После сказанного человек сурового вида надолго замолчал и повел за собой молодых людей подобно Орфею, не оборачиваясь.
Деканова секретарша юркнула за спину Луки и шла потом все время за молодым человеком, прячась от их нелюбезного провожатого.
– Я так боюсь его, – шептала девушка Луке, – он всегда такой суровый. Я даже никогда так не боялась Декана, как этого...
Они шли по коридорам Академии, группы студентов расступались перед ними, освобождая дорогу, пропускали молчаливую троицу, вставая у стен по стойке "смирно". Потом по-прежнему возглавляемые человеком сурового вида они спустились по лестнице на первый этаж; и, когда Лука думал, что теперь они выйдут на улицу, их суровый провожатый неожиданно повернул по лестнице еще ниже.
Они остановились только возле железной двери, ведущей в подвальное помещение. Здесь человек сурового вида с минуту гремел связкой ключей и отомкнул тяжелый навесной замок на двери.

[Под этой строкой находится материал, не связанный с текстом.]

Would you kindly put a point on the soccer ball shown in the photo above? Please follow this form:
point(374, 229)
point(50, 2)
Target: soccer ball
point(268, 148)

– Идите, – сказал он молодым людям. – Академики там.
А когда те не без некоторого опасения вступили в малоосвещенное подвальное помещение, человек сурового вида еще окликнул Луку. – Постойте, сказал он, – вот возьмите-ка, – и протянул Луке свой сверток, о назначении которого по дороге молодой человек строил самые невероятные догадки. Академиков же нужно будет чем-нибудь угощать. А у вас ничего нет. Кутьи, конечно, обещать не могу, – с усмешкой говорил еще человек сурового вида, собираясь запереть дверь за молодыми людьми, – но зато бутерброды здесь самые свежие. Сам лично нарезал сегодня.
Только далеко впереди было заметно немного света, и Лука с Декановой секретаршей отправились на этот свет. Несколько раз они неосторожно вступали в лужи разлитого кем-то густого мазута, перелезали через толстые трубы, из которых в одном месте со свистом вырывалась струя перегретого пара, сзади бежали за ними и лаяли какие-то беспризорные собаки, и все норовили ухватить обоих за икры, приходилось даже отбиваться от собак; Лука, никогда хорошо не видевший в темноте, разбил себе в кровь ногу о стоявший у них на пути заржавевший масляный насос, и тогда Деканова секретарша взяла Луку за рукав и направляла его, чтобы он еще раз обо что-нибудь не ушибся.
Но, должно быть, у них обоих было что-то не в порядке со зрением (а глаза служат специально для самообмана человеку), потому что когда они вышли на свет и увидели прямо перед собой огромный ковшовый элеватор с поврежденным механизмом (они еще недоумевали, зачем это держать элеватор в подвале, когда его можно поставить на дворе, где и света больше и легче устранить неисправность), то оказалось, что это вовсе не элеватор, а сидящие на ящиках академики Остап и Валентин с женами, которые варили на спиртовке в большой конической колбе ароматный черный кофе.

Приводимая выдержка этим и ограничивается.